Nobrow is neither an elegy for the old New Yorker nor an indictment of the new. Instead, Seabrook pays homage both to Shawn’s vision of independence (in which staffers choose their own subjects and “say what we believe to be true”) and to Tina’s quest for profitability (“So one had to do a little promoting. So that was the real world”). The author stops short of declaring Shawn’s magazine dead, but he’s not lying about how it stayed alive. “Independence was the price we paid for survival,” he winks. These days, he reflects after viewing an erotic video, art “is an ad for the artist.”
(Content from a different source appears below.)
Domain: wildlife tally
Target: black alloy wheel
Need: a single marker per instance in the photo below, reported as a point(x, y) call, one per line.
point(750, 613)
In the end, profitability proves elusive, and Seabrook finds himself playing Ishmael to Tina’s Ahab as she disappears into the Bermuda Triangle that is Harvey Weinstein’s private plane. He tells a good yarn, with no footnotes to mar the illusion. But don’t be fooled: Nobrow is both entertainment and history. A short index follows:
Graydon Carter, 12; has feng shui performed in new Vanity Fair offices, 211
Editors Circle
Some job moves look more like returns than departures. Case in point: Marjorie Williams has quit her Vanity Fair gig to write for Talk and The Washington Post. The migration makes sense in hindsight: When Tina Brown signed her for VF in 1991, Williams was a staff writer at the Post.
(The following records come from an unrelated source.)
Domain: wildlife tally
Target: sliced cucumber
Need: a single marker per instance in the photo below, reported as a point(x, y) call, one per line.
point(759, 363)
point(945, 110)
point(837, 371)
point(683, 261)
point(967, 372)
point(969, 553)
Williams was courted to write a weekly op-ed column by Post editorial page editor Fred Hiatt. “She’s smart, she understands politics, and she can write where the personal and the political intersect,” he says. Hiatt has also just hired Charles Lane as a full-time editorial writer. Prior to his stint as editor of The New Republic, Lane was a foreign correspondent for Newsweek; Hiatt is putting him on the foreign policy beat.
Finally, GQ articles editor Ilena Silverman has jumped to the Times Magazine, where she joins Gerry Marzorati and Michael Pollan. Way back when, all three were editors at Harper‘s.